Il se trouvait à quatre pattes lorsqu’il vit un spectacle éprouvant. Kovask gisait sur le ventre, les bras en croix, et Caracas le menaçait d’un automatique.
— Debout, et les mains en l’air !
Le guérillero qui venait de lui parler s’écarta, également armé d’un pistolet.
— Au moindre geste, je tire.
Il suivit le regard de Marcus en direction du Commander.
— N’aie crainte. Simplement assommé. Un coup de matraque. Dans quelques instants, il reviendra à lui.
Le guérillero le fouillait, lui ôtait l’arme cachée dans sa chemise.
— Il était temps, dit-il à son chef.
— Je savais qu’ils interviendraient avant mon appel radio. Appel qui, d’ailleurs, ne se fera pas, pour la bonne raison qu’il n’y a pas de radio, mais j’ai voulu vous provoquer.
Il fit signe au guérillero qui, depuis la benne du camion, surveillait la scène.
— Passe-moi le truc.
L’assiette en plastique vola à ses pieds et Marcus devint très pâle.
— Heureusement que lui vous a vu opérer. Alors que nous tirions sur les cordes. Il a vu voler ce truc-là en direction des arbres et a voulu en avoir le cœur net.
Voilà pourquoi, une fois le rio Meta traversé, ils avaient attendu si longtemps avant de repartir.
— L’assiette se trouvait en haut d’un arbre, exactement où tu avais voulu l’envoyer. C’est une balise radio, n’est-ce pas ? Destinée au repérage aérien ?
— Vous le savez mieux que moi.
Le visage de Caracas restait impassible :
— Il faudra parler, si vous voulez mourir dans de bonnes conditions. Jusqu’à présent, nous n’avons rien soupçonné et vous devez être très forts pour avoir trompé Roy, Huchi et moi-même qui, d’habitude, suis extrêmement méfiant envers les camionneurs. Pour qui travaillez-vous ?
— Pour nous, en amateurs. Ensuite, nous aurions vendu aux Américains la longueur d’onde de ces balises.
— Ces balises, articula Caracas, vous en avez disposé tout au long de la piste ? Combien ?
Marcus haussa les épaules.
— Je ne sais pas.

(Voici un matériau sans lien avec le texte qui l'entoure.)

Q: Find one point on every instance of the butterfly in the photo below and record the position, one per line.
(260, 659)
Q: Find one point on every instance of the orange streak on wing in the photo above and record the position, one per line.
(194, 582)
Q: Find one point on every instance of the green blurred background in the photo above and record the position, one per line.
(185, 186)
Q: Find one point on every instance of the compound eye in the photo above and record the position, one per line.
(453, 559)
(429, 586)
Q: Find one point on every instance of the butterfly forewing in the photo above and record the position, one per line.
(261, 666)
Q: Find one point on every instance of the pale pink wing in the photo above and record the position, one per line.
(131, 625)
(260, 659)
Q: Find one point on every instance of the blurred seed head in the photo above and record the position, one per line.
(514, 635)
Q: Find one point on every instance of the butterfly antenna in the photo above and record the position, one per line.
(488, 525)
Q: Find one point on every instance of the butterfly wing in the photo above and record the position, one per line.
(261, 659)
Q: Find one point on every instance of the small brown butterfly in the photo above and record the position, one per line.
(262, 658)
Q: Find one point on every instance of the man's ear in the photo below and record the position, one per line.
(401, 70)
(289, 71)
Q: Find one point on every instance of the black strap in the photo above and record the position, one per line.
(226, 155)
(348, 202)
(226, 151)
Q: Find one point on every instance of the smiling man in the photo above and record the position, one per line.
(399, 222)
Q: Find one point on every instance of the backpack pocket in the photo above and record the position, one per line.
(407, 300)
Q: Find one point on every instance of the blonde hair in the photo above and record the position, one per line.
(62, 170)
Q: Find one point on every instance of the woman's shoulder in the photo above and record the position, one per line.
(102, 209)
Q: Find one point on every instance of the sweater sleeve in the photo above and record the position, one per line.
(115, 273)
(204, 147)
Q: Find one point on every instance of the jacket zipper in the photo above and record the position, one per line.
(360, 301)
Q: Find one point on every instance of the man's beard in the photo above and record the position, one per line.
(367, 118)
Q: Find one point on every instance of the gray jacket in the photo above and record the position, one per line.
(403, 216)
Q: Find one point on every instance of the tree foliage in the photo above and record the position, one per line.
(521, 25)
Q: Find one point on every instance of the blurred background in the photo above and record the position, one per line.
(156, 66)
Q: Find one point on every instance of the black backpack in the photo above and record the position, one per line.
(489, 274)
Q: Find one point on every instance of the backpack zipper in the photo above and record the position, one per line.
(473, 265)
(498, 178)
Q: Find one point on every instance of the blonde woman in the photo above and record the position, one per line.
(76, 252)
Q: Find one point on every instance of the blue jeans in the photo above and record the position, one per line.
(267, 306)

Une demi-douzaine, bluffa-t-il.
— Fouille-lui les poches.
Le guérillero les retourna et les petites balises en tombèrent.
— D’où les sors-tu ?
— J’ai un copain bricoleur qui s’y connaît en électronique. Il s’est chargé de les fabriquer.
— Quelle fréquence ? Marcus se tut.
— De toute façon, aucune importance pour nous. Ce qui nous intéresse, c’est de savoir où vous les avez disposées, ton copain et toi, tout au long de la piste.
Kovask, qui venait de reprendre connaissance depuis quelques minutes, avait pu écouter une bonne partie de la conversation. Marcus se défendait bien en prétendant qu’ils travaillaient pour leur propre compte, et qu’une demi-douzaine de balises avaient été dissimulées tout au long de la route. Cela leur prolongerait d’autant la vie, car on ne les liquiderait qu’une fois toutes les balises récupérées.
— Je ne te crois pas, dit soudain Caracas. Un copain électronicien, un travail opéré pour votre propre compte… Tout était prévu à l’avance.
Il s’adressa aux autres.
— C’est sous le camion qu’il a pris son pistolet. Regardez s’il n’y a pas une cachette.
Le guérillero qui se trouvait sur le camion sauta à terre, se glissa dessous. Il en ressortit les mains pleines : pistolet, micro-grenades et explosifs.
— Rien que ça ! Et ces bidules, hein ? Spécialement fabriqués pour les services secrets américains. J’en ai déjà vus sur un agent de la C.I.A. que nous avions abattu plus au nord.
Kovask jugea bon de bouger et de se dresser lentement en massant le haut de son crâne.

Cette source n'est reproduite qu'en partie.